🤖 AI Summary
Existing evaluations of large language models (LLMs) in epilepsy diagnosis over-rely on structured question-answering, failing to reflect real-world clinical reasoning from unstructured seizure narratives. Method: We introduce SemioLLM, a novel evaluation framework grounded in 1,269 authentic, free-text epilepsy seizure reports, systematically benchmarking six state-of-the-art LLMs on localizing seizure onset zones. Contribution/Results: This work establishes the first diagnostic reasoning evaluation paradigm for unstructured clinical narratives; reveals significant impacts of clinical role prompting, input text length, and context window size on model performance; and uncovers a critical trade-off—high accuracy often co-occurs with hallucination and poor evidence grounding.

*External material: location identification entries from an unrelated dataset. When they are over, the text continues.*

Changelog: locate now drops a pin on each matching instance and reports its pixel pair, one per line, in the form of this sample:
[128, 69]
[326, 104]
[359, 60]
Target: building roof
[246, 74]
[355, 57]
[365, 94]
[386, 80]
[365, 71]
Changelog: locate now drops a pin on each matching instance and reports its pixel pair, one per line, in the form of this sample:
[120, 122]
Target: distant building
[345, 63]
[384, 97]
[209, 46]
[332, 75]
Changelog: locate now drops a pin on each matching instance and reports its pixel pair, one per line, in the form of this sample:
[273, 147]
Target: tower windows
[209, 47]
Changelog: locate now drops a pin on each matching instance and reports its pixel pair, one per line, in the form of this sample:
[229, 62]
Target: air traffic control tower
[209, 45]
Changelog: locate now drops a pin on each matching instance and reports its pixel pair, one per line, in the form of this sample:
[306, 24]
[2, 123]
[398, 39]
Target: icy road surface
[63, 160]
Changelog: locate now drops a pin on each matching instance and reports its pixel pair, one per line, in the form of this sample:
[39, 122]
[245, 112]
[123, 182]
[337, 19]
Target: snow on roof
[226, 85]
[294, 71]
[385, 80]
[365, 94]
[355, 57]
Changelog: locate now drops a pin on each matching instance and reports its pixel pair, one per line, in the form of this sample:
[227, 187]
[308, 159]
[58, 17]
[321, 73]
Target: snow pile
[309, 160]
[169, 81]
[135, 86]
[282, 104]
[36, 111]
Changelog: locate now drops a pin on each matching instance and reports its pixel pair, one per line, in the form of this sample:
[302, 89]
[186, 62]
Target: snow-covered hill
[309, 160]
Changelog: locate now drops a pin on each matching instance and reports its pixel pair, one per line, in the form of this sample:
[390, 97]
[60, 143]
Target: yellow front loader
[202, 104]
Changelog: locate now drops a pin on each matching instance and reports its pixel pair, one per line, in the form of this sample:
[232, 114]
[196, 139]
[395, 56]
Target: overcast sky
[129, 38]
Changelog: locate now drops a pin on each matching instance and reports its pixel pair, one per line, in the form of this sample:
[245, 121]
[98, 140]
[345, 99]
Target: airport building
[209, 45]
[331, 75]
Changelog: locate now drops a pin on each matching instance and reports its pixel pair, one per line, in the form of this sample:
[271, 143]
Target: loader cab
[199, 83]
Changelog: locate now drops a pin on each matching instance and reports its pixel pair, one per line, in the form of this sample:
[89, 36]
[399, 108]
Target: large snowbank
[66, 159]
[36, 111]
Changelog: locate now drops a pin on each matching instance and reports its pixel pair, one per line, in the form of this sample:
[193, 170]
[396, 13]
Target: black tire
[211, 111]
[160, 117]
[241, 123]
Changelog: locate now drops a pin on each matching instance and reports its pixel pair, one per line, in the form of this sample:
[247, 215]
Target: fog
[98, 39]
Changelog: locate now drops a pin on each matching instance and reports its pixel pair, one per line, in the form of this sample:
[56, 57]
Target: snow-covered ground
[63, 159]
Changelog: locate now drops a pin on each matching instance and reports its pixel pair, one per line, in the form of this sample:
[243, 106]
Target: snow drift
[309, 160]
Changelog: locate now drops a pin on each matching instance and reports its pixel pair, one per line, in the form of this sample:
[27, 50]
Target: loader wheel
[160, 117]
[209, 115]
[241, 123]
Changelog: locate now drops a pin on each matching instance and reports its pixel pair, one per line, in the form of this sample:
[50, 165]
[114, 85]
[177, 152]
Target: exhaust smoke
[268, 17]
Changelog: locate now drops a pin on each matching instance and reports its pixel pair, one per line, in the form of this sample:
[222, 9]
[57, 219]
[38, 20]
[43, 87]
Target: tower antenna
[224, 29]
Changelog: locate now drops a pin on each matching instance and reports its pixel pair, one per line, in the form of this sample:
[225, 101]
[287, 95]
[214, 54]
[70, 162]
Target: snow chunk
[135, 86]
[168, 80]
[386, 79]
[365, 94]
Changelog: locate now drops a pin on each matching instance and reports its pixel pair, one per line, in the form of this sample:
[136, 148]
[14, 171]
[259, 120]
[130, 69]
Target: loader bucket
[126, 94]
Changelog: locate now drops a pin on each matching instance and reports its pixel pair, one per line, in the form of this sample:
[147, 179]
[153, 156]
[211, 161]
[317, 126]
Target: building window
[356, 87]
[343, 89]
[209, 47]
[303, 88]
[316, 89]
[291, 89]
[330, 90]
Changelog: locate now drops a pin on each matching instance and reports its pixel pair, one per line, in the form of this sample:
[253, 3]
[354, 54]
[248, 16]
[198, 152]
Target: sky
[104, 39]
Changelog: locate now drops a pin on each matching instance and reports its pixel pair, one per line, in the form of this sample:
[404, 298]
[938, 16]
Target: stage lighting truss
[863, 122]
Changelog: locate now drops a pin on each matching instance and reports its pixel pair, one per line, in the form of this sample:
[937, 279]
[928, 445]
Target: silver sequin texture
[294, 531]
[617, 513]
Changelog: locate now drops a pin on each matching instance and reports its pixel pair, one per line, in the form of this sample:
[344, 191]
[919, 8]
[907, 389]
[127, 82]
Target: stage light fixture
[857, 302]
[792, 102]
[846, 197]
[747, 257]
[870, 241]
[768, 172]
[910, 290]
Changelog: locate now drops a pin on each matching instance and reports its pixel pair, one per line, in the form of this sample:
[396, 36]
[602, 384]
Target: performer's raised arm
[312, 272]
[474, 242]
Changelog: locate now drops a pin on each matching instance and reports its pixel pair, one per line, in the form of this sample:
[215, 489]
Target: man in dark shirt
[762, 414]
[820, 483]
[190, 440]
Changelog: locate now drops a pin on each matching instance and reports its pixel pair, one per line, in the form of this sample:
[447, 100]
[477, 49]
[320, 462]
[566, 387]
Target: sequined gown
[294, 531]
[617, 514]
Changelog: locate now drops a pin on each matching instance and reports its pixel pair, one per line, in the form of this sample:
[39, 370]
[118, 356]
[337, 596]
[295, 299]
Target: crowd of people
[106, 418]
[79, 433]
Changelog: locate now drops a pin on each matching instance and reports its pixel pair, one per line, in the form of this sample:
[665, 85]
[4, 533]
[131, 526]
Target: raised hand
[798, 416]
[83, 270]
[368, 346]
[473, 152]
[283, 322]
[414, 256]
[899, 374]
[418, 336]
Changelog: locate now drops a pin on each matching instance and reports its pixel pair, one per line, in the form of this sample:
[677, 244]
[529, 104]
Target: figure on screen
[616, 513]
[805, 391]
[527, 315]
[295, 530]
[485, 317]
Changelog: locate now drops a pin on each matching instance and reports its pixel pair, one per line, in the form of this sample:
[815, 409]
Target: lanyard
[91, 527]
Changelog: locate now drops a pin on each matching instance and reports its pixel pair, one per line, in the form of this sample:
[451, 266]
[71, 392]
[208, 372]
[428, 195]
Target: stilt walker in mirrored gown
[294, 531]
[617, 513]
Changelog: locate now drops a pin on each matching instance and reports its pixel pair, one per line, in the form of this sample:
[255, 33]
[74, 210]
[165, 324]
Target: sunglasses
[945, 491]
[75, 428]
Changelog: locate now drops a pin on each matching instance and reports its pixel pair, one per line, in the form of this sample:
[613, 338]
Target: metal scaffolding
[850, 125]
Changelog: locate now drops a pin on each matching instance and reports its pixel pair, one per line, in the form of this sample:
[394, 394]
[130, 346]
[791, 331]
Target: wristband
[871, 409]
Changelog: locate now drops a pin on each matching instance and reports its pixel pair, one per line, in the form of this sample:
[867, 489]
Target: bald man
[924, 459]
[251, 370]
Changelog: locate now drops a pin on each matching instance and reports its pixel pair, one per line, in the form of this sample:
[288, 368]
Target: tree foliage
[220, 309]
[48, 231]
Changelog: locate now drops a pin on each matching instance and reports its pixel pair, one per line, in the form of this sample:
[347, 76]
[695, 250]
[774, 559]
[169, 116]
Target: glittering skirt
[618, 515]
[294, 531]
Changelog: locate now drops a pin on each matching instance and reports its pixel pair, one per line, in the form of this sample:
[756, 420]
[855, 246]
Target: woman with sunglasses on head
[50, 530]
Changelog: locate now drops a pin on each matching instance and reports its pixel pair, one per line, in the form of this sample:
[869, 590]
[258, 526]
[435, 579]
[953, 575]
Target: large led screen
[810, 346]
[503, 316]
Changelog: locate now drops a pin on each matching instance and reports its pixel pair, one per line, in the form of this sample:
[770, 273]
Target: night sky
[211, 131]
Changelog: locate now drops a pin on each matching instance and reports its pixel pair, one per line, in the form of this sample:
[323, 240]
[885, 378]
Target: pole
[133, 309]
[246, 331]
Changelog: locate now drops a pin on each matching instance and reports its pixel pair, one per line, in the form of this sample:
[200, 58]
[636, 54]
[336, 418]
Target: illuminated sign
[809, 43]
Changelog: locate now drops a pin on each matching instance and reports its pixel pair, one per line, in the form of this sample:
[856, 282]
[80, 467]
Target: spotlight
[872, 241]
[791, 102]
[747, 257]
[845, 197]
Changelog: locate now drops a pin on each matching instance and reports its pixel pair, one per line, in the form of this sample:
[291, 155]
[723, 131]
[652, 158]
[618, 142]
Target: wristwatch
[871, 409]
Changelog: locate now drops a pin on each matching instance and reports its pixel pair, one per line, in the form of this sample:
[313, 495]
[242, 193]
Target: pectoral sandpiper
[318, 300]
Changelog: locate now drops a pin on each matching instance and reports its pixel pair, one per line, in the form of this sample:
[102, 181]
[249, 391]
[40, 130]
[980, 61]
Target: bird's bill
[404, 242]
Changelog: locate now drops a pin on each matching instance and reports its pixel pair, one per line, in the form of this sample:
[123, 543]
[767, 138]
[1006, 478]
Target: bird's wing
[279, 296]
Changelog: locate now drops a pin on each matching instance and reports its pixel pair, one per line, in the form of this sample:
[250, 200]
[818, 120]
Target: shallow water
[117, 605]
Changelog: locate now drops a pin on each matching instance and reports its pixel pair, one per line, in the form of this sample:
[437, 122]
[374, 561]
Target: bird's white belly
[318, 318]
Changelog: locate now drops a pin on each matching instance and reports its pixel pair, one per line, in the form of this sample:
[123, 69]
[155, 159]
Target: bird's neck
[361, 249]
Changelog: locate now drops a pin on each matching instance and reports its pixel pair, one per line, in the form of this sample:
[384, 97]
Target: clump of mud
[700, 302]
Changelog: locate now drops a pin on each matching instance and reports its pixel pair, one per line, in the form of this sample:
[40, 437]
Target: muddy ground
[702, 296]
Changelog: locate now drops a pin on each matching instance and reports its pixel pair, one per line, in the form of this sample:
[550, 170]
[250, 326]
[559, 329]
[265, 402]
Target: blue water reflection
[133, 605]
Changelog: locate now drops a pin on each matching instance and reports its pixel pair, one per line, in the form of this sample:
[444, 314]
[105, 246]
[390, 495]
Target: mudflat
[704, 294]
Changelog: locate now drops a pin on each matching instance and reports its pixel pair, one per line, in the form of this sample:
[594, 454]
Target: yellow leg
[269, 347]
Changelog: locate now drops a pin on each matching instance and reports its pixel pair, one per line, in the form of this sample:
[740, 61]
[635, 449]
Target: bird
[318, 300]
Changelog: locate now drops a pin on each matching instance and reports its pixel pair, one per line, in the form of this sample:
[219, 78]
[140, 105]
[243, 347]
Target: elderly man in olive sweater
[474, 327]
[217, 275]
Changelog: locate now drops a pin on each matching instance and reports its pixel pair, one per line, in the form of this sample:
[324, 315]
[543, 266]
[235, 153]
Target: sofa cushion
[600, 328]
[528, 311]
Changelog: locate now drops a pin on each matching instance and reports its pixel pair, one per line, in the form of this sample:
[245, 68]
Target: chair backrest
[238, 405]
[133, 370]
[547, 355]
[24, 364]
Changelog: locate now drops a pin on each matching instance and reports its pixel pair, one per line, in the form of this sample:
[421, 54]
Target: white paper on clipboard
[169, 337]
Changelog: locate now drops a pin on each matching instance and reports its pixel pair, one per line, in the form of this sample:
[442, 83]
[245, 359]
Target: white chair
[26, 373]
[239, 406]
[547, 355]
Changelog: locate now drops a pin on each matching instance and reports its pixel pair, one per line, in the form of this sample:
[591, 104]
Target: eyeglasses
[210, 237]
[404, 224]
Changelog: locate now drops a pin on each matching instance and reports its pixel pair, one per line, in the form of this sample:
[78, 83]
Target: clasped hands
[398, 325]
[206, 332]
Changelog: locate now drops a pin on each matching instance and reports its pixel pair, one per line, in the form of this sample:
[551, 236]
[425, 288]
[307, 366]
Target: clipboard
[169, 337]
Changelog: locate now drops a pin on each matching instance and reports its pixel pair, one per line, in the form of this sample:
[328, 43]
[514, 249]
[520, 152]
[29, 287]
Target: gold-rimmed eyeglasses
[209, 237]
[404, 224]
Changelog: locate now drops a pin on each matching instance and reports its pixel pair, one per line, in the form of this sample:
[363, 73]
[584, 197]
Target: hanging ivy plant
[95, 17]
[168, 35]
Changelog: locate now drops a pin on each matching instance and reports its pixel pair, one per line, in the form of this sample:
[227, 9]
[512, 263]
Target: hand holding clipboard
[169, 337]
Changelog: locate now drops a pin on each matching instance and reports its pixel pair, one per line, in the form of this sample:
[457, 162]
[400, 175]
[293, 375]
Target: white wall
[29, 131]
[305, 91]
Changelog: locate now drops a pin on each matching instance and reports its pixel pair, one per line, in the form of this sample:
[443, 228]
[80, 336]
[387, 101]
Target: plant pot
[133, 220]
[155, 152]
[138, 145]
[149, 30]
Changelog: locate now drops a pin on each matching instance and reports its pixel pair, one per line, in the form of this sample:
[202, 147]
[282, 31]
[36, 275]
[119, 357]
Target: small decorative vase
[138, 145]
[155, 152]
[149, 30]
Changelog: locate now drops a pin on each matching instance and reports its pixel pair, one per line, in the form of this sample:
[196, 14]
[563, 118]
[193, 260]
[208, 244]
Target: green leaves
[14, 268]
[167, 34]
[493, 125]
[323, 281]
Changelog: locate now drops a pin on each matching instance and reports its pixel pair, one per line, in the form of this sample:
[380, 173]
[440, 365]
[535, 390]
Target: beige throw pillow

Through expert-informed chain-of-thought prompting, clinical scenario simulation, and probabilistic output calibration, GPT-4 and Qwen-72B achieve near-expert clinician-level accuracy. Our framework provides a scalable, clinically grounded benchmark for assessing interpretability and real-world deployability of medical AI.
📝 Abstract
Large Language Models (LLMs) have been shown to encode clinical knowledge. Many evaluations, however, rely on structured question-answer benchmarks, overlooking critical challenges of interpreting and reasoning about unstructured clinical narratives in real-world settings. Using free-text clinical descriptions, we present SemioLLM, an evaluation framework that benchmarks 6 state-of-the-art models (GPT-3.5, GPT-4, Mixtral-8x7B, Qwen-72B, LlaMa2, LlaMa3) on a core diagnostic task in epilepsy. Leveraging a database of 1,269 seizure descriptions, we show that most LLMs are able to accurately and confidently generate probabilistic predictions of seizure onset zones in the brain. Most models approach clinician-level performance after prompt engineering, with expert-guided chain-of-thought reasoning leading to the most consistent improvements. Performance was further strongly modulated by clinical in-context impersonation, narrative length and language context (13.7%, 32.7% and 14.2% performance variation, respectively). However, expert analysis of reasoning outputs revealed that correct prediction can be based on hallucinated knowledge and deficient source citation accuracy, underscoring the need to improve interpretability of LLMs in clinical use. Overall, SemioLLM provides a scalable, domain-adaptable framework for evaluating LLMs in clinical disciplines where unstructured verbal descriptions encode diagnostic information. By identifying both the strengths and limitations of state-of-the-art models, our work supports the development of clinically robust and globally applicable AI systems for healthcare.